Another item always handy in the bug out kit and the squirrel bag, O'Keeffe's Life Out There,  a thick mixture of glycerin and water (no oil) that protects skin from deep cold and hard wind when I'm out in the elements for long stretches. It's the one non scented that has  kept me from getting blisters on my hands during particularly hard work in the cold or the elements. Highly concentrated, just scrape off a tiny piece with a thumbnail, soften between your fingers and rub on hands, face, whatever mother nature is after. 

And of course, an Advocare Raw Bar.  Having to eat on the run, or miss meals, I've tried about every kind of protein and "healthy" bar  out there. Most are dry and chalky, and have white sugar or fake ingredients that sound like a lab experiment.  These are great, tasting a bit  like Fig Newton filling with a little depth from the nuts. Most healthy bars I'll eat if I have no choice, this one I'll munch on any day, with just nuts and fruit and natural fat and fiber.  If you're doing the Paleo diet, if you just want something healthy, try it.  If you'd like to try, contact blogger  Tin Can Assassin (click on the Advocare link on his upper right sidebar for his family's Advocare site).  I use a lot of Advocare's products, they're really top rate.

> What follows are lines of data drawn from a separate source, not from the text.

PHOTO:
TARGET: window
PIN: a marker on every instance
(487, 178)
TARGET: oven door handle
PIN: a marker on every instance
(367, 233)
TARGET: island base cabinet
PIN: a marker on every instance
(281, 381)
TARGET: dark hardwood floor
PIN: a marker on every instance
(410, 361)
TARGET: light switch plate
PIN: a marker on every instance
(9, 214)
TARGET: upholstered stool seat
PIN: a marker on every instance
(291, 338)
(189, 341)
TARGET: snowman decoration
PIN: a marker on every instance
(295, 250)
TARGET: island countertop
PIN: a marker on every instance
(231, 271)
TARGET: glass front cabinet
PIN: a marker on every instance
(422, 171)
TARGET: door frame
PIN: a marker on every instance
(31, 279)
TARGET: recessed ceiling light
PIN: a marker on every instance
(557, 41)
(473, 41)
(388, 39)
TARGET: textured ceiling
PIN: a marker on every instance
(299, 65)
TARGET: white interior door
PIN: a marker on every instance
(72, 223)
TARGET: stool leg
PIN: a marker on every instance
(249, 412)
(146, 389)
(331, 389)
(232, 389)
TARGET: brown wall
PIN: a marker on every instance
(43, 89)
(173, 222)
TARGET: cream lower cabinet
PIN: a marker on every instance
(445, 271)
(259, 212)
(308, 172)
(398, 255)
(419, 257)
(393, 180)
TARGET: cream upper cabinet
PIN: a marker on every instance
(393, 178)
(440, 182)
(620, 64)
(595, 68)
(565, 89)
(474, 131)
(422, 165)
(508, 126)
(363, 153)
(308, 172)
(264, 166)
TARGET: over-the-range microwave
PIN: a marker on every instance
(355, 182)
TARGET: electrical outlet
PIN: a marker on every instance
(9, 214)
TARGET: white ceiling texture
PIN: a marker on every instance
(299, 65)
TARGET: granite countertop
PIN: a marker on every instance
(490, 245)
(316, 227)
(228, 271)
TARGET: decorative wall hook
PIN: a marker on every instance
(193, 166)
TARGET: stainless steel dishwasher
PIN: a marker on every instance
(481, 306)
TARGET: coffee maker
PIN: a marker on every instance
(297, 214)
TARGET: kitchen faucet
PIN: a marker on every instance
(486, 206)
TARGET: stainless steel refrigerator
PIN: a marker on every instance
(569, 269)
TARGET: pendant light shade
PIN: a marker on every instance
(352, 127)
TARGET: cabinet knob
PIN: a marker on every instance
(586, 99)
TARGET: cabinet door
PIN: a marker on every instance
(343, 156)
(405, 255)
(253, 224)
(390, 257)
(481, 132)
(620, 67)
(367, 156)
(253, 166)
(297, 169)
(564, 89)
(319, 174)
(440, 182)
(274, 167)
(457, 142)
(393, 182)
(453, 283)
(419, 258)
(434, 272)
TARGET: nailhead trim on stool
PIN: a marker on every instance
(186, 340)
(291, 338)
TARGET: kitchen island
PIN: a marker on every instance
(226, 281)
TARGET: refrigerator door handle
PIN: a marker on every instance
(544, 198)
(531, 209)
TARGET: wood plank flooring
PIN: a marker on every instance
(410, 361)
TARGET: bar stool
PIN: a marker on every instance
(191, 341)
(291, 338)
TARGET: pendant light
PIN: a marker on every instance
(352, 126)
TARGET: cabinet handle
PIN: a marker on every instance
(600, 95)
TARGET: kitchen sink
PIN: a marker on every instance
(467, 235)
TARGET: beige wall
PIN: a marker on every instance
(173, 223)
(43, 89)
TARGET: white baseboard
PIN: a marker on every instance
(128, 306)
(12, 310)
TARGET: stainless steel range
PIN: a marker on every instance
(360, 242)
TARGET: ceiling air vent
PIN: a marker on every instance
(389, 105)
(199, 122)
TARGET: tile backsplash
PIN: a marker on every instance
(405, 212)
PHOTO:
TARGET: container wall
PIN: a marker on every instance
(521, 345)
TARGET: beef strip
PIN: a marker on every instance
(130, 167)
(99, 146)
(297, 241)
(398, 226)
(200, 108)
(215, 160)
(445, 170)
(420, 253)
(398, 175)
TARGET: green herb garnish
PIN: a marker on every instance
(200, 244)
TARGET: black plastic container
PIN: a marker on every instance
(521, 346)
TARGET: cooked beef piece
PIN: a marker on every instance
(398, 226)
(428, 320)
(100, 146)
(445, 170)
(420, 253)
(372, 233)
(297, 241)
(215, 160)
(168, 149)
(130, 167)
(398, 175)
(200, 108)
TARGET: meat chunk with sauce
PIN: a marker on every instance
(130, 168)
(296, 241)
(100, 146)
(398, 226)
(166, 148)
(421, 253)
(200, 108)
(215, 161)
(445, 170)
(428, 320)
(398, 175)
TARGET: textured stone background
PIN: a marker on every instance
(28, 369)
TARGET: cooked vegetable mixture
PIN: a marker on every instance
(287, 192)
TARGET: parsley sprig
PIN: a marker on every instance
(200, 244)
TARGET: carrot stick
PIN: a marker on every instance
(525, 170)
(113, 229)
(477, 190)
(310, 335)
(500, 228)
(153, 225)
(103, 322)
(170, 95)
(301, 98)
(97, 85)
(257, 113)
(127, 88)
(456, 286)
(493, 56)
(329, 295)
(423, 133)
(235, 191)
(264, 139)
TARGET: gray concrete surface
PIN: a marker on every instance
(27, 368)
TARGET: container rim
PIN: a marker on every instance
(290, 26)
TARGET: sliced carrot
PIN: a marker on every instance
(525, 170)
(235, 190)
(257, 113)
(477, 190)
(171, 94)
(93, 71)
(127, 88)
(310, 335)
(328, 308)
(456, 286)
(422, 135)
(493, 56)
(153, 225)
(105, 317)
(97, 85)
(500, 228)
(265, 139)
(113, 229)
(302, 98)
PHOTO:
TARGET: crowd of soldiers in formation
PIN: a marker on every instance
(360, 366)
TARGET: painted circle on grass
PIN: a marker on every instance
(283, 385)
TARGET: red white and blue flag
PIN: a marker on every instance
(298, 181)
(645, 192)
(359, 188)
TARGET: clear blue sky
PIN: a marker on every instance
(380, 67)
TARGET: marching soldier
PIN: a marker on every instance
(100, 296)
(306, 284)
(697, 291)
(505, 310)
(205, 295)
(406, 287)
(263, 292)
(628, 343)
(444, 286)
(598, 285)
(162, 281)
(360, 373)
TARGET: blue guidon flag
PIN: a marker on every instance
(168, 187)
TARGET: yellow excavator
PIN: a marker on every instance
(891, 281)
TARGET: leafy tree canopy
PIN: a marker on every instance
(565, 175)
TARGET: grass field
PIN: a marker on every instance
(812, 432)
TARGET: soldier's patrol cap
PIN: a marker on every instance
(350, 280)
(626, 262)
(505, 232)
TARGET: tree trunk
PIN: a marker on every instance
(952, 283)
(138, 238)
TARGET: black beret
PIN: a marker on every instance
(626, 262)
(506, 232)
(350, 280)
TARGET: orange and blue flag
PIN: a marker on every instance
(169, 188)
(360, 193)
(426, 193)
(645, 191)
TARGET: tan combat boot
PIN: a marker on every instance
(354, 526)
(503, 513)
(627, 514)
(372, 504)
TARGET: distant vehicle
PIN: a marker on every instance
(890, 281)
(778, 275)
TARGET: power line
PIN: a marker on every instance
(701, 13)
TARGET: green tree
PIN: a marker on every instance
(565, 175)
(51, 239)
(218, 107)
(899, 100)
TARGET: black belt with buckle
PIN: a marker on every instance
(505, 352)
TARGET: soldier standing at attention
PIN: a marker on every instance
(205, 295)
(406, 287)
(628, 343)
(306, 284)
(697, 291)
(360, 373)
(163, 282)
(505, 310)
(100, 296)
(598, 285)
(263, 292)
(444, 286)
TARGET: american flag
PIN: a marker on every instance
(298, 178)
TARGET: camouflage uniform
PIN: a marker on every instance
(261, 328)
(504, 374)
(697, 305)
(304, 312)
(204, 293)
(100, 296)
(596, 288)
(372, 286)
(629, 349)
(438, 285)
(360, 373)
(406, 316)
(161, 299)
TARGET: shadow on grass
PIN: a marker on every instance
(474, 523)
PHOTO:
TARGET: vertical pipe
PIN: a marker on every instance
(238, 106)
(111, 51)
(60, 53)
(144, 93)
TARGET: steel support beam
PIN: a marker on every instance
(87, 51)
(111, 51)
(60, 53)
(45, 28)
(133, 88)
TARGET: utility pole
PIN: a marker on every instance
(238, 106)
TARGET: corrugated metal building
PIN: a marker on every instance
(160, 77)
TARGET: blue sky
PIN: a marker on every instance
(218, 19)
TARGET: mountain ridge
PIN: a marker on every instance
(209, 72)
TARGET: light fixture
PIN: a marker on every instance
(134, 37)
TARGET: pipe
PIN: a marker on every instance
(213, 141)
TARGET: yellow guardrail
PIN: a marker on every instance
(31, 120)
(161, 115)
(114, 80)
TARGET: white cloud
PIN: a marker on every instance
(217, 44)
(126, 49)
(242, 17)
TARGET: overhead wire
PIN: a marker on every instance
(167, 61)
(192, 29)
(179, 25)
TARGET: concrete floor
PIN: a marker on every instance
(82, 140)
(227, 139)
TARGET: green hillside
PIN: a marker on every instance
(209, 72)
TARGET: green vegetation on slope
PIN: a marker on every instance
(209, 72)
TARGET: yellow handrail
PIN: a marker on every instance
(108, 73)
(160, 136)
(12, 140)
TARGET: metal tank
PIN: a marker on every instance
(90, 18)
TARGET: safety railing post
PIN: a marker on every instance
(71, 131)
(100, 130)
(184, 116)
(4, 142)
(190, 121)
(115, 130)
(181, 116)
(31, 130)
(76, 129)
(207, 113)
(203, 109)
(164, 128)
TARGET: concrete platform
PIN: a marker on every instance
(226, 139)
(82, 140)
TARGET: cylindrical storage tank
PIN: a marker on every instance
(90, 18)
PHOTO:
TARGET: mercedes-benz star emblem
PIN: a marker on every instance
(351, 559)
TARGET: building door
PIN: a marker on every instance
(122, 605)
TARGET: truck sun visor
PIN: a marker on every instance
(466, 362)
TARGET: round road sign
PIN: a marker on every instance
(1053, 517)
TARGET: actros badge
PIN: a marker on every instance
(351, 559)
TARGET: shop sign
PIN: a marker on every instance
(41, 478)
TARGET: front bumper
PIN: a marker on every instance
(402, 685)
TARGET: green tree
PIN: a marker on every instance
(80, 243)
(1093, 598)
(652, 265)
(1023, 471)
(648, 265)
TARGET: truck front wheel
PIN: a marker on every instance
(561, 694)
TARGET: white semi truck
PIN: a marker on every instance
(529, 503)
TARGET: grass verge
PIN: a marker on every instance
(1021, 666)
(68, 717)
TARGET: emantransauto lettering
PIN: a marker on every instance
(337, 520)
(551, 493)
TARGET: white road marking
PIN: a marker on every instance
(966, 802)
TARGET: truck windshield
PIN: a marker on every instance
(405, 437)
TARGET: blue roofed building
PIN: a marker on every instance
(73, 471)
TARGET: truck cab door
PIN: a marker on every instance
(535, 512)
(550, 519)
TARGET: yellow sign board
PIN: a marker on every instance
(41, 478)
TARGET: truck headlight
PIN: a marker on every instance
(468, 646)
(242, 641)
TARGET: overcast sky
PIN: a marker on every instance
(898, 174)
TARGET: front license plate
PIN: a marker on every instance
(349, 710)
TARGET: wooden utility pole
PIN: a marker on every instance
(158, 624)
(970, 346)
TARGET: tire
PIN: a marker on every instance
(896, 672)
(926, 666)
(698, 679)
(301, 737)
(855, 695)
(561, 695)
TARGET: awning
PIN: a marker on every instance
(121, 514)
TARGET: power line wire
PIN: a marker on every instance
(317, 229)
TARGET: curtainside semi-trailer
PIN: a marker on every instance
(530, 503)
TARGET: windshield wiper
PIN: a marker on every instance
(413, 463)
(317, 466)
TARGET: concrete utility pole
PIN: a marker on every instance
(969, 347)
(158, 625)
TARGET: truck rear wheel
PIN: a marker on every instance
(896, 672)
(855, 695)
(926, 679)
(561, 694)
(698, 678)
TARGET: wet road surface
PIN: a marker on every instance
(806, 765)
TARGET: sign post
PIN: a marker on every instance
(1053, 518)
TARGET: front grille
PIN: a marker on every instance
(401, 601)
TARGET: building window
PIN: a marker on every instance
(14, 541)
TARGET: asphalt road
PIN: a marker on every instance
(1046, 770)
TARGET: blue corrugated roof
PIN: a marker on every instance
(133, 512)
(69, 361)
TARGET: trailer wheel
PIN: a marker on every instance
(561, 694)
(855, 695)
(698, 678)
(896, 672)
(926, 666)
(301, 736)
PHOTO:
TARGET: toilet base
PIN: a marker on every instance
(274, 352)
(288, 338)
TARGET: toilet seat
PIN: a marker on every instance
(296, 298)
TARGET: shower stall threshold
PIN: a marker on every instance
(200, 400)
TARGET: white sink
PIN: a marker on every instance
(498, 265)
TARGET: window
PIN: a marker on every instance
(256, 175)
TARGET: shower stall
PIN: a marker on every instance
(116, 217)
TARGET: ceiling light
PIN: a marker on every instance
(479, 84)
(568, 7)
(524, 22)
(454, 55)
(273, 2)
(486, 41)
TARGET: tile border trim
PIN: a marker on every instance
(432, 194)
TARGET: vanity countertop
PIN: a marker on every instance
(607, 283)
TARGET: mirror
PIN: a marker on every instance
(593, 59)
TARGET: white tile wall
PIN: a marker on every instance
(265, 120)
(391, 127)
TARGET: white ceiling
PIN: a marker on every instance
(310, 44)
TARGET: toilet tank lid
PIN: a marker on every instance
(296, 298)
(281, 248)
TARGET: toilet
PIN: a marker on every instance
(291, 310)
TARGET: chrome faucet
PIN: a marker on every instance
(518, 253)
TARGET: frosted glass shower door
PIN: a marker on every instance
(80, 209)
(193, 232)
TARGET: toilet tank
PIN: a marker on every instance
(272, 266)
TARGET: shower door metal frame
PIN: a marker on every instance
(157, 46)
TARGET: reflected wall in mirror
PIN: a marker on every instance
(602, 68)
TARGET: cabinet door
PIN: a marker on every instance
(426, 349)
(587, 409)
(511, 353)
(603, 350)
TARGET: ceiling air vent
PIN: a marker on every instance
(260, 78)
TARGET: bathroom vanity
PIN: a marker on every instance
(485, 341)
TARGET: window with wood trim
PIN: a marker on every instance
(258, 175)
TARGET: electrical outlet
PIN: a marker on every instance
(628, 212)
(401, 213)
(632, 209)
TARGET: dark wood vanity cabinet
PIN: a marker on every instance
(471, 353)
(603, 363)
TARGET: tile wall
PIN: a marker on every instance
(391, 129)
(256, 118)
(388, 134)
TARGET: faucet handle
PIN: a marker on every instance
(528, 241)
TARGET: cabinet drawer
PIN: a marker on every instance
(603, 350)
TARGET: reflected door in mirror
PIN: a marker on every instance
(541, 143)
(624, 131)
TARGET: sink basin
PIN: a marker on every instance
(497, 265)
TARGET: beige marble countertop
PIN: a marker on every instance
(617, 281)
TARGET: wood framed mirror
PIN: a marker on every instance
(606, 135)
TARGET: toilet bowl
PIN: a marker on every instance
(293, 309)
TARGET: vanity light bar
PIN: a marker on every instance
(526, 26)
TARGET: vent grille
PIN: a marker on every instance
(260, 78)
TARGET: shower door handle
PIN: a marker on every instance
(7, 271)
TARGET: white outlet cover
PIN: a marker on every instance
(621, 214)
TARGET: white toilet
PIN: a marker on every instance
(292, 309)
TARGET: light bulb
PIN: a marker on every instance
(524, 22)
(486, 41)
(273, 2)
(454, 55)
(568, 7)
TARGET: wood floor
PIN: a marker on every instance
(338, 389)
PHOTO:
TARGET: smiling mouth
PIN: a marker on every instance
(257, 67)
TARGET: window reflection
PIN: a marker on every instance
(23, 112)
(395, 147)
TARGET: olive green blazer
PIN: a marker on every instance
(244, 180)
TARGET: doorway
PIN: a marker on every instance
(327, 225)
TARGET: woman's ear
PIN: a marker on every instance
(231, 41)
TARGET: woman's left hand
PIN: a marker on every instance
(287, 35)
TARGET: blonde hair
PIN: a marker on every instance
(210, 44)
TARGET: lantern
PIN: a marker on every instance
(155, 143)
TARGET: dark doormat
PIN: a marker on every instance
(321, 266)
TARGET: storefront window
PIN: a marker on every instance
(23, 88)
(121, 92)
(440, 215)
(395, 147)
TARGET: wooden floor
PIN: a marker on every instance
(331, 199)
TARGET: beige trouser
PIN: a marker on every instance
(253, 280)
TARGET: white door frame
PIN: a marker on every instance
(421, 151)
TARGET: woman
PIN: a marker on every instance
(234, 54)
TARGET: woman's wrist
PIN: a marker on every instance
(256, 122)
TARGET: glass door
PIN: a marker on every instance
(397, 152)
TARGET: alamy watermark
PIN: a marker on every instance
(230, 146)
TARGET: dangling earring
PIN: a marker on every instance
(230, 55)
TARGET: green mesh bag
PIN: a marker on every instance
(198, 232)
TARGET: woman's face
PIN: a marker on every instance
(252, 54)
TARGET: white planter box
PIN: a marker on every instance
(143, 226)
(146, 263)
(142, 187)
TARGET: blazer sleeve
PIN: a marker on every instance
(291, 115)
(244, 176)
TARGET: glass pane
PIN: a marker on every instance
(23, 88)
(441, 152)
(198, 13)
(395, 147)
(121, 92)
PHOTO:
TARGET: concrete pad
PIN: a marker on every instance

That's it folks, just a few things that go in the bag when I hit the road.

And watch when you're driving.  If you hit frozen range cattle, it's gonna hurt. 


  1. At naptime, lay the rice-filled bag across your eyes... instant sleepytime!

  2. I've been making & using rice bags here for years. They work well (better than peas) as cold packs, too. Just throw them in the freezer.
    Have a good weekend!

  3. Love the rice pack idea. Excellent.

    I had to smile when I read your bag list, though. We travel constantly, too, but my bag is packed a bit differently. I have either very, very casual stuff, or very, very formal stuff. I don't own anything between after all these years. ;)

  4. In my "tourist" bag, I have some things that are not really a Get Home Bag, but nice to have. A square quart USGI canteen is the heaviest thing, with the G21 spare mag being the next. There is powdered Gatoraid, electrical tape, and a Honey and Oats Granola bar in there as well. Some of the outside pockets of the Maxpideiton Jumbo are filled with BB car charger and headphones, a cheap folding knife, forehead light Ipod data cables, and the famous "CIA Letter opener". Being an EMT^ there is QuickClot, 4x4s, bandaids and Neosporin, along with bug spray and SPF 30 sun BLOCK. (Not screen... block. Between red hair and medication, I shouldn't be anywhere near sunlight)

    I don't do air travel as much as you, but when I travel by ground more than 30 miles from home, my AR goes with me.

  5. Thank you, Brigid. From the bottom of my heart.

  6. Woot!

    I'm traveling to where it's warm, and leaving the chapped and cracked hands behind!

  7. Reminds me of the mid-60's when the "snake-eaters" in Vietnam would fill a pair of socks with rice. By the time you finished eating the rice,and whatever you could find to go with it, you would need the new socks.

  8. TinCan - you're welcome. Loving the new bars, and ordering some of the dairy free shakes (dairy and I just not getting along lately).

    Myself and my low blood sugar thanks you.

  9. Hi Brigid:

    Seeing how this is Lent I think you should publish some fish recipes.

    Turtle is a kind of fish...isn't it?